Most people agree that homelessness is a bad thing, but exactly how it should be eliminated is less cut and dry.
Last week government officials, social workers and concerned residents met in a round-table discussion to talk about a 10-year plan to end homelessness that was approved by the municipalities in 2004.
How that academic exchange of ideas will relay into tangible action remains to be seen - as does how the new initiative will tie in with pre-existing community efforts.
Philip Mangano, executive director for the U.S. Interagency Council on Homelessness, the keynote speaker at last week's round-table, emphasized that including the entire community, from police to businesses to government officials, is key to bringing the plan to fruition.
But while municipal officials and social workers have by and large come on board with the plan, uncertainty and concern still exist in the community, especially as concrete details for the new project still are being worked out.
"Unless it's done pragmatically, I think the application could be more philosophical than real," said Chris Moran, executive director of the Inter-Faith Council.

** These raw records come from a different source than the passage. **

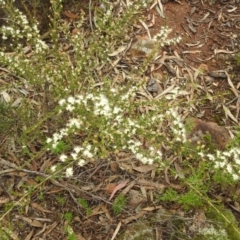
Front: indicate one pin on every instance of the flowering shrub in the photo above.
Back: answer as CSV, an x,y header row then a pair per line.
x,y
96,115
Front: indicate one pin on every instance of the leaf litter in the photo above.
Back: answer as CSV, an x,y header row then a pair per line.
x,y
174,66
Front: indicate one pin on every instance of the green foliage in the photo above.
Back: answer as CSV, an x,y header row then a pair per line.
x,y
84,204
61,199
7,119
68,217
118,204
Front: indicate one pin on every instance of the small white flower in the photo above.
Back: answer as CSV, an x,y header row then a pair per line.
x,y
77,149
74,156
69,172
201,154
63,157
87,152
235,177
62,102
71,99
74,122
81,163
211,157
53,168
70,108
229,168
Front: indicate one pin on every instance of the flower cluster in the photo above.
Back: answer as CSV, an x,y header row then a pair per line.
x,y
177,126
212,232
228,161
111,125
162,37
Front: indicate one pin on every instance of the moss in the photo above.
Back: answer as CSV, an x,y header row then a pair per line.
x,y
223,218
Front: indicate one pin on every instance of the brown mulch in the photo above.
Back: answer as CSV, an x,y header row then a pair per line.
x,y
210,34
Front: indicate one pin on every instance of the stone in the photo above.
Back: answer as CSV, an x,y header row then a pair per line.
x,y
198,129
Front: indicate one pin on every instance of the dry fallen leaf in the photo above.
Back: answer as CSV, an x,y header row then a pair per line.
x,y
118,187
38,207
70,15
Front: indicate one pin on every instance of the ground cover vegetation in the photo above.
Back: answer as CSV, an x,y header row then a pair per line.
x,y
70,102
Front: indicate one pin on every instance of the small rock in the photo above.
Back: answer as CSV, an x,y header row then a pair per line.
x,y
154,87
198,129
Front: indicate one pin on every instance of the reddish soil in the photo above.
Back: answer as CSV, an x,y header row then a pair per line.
x,y
209,32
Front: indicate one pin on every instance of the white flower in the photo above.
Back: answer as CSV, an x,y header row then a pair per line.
x,y
69,172
63,157
201,154
62,102
229,168
87,152
71,99
235,177
77,149
70,108
74,122
53,168
211,157
74,156
81,163
116,110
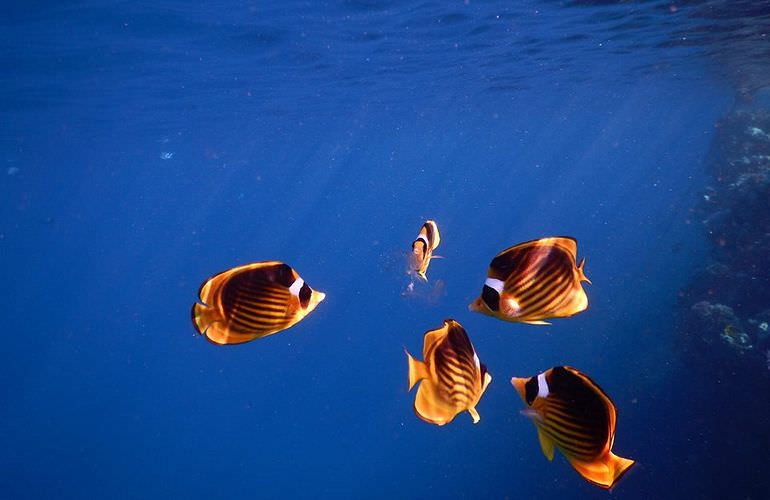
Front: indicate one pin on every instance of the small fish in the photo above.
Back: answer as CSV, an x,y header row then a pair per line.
x,y
252,301
422,249
534,281
573,414
453,379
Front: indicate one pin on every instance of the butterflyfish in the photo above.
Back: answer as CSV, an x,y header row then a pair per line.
x,y
422,249
573,414
534,281
252,301
453,379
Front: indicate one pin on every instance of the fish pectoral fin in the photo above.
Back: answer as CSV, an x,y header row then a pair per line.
x,y
546,444
417,370
487,380
533,414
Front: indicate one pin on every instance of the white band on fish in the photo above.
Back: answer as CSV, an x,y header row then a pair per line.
x,y
495,283
542,386
296,287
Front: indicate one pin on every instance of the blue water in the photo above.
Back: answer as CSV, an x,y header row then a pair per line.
x,y
149,145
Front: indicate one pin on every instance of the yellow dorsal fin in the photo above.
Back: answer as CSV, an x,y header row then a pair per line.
x,y
537,322
417,370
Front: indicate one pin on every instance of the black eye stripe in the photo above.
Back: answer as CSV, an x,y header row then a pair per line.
x,y
491,298
530,390
304,295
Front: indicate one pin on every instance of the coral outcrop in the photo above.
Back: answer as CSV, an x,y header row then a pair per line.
x,y
726,308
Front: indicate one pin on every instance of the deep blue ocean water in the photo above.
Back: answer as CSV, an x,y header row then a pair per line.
x,y
149,145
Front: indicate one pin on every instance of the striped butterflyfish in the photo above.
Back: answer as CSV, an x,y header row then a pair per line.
x,y
453,379
252,301
534,281
422,249
573,414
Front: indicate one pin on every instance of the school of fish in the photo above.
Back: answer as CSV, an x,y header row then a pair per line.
x,y
530,282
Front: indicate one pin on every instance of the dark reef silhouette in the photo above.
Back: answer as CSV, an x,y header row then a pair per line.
x,y
726,308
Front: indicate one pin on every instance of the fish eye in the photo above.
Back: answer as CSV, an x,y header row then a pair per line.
x,y
491,298
304,295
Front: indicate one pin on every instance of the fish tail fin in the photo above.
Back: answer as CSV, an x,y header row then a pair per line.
x,y
581,272
604,471
417,370
202,317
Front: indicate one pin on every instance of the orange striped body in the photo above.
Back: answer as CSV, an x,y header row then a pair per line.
x,y
573,414
252,301
534,281
453,379
422,249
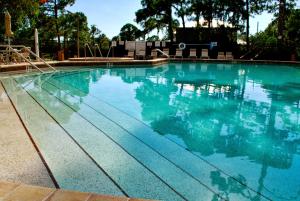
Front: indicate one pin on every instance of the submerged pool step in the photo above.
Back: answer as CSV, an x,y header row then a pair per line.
x,y
177,178
70,166
132,176
178,155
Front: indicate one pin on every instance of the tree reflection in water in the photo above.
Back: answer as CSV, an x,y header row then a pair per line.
x,y
219,109
230,116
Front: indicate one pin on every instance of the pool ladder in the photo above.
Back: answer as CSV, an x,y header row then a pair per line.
x,y
10,48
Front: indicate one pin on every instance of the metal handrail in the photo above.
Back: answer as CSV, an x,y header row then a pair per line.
x,y
20,55
97,46
27,60
40,59
87,45
158,50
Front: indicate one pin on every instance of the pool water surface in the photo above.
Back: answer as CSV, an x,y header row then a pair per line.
x,y
187,131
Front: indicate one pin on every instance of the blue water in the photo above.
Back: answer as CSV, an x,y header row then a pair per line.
x,y
175,132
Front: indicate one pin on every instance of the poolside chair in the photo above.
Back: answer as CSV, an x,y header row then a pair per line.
x,y
25,53
178,53
130,54
140,54
204,54
193,53
153,54
229,56
2,60
221,55
166,51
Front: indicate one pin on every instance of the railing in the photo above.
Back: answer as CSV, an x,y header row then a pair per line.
x,y
158,50
98,48
11,49
27,60
91,52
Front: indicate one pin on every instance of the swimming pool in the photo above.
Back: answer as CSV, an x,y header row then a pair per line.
x,y
174,132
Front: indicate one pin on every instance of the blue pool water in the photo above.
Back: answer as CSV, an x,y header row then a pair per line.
x,y
174,132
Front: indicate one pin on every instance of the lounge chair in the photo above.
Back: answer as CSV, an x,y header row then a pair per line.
x,y
229,56
25,53
153,54
193,53
141,54
178,53
221,55
166,52
130,54
204,54
2,60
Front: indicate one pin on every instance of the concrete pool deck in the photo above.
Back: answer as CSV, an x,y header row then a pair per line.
x,y
20,192
110,62
22,163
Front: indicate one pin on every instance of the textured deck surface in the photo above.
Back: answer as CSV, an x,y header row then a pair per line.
x,y
20,192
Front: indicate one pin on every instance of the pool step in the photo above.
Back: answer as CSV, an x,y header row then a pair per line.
x,y
113,121
132,178
21,192
70,166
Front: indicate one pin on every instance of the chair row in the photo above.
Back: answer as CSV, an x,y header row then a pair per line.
x,y
178,54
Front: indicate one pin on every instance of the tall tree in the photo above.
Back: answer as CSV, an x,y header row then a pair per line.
x,y
196,9
181,10
160,10
21,11
281,9
95,32
130,32
54,8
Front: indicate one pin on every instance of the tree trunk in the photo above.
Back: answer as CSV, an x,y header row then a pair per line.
x,y
170,25
248,25
281,20
56,23
183,21
197,20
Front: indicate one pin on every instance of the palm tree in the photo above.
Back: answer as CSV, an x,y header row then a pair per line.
x,y
160,10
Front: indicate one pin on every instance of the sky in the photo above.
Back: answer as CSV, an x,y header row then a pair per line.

The IFC is an alliance of groups including church congregations that traditionally has provided Chapel Hill with shelter services.
Moran also expressed concern about a new theory for combatting homelessness, Housing First, that Mangano pushed at the forum.
Housing First, a new policy from the Bush administration, proposes that it's better to put chronically homeless individuals into homes and then attempt to give them services than to follow the Clinton administration's Continuum of Care - which calls for a gradual transition from emergency shelters to self-sufficiency.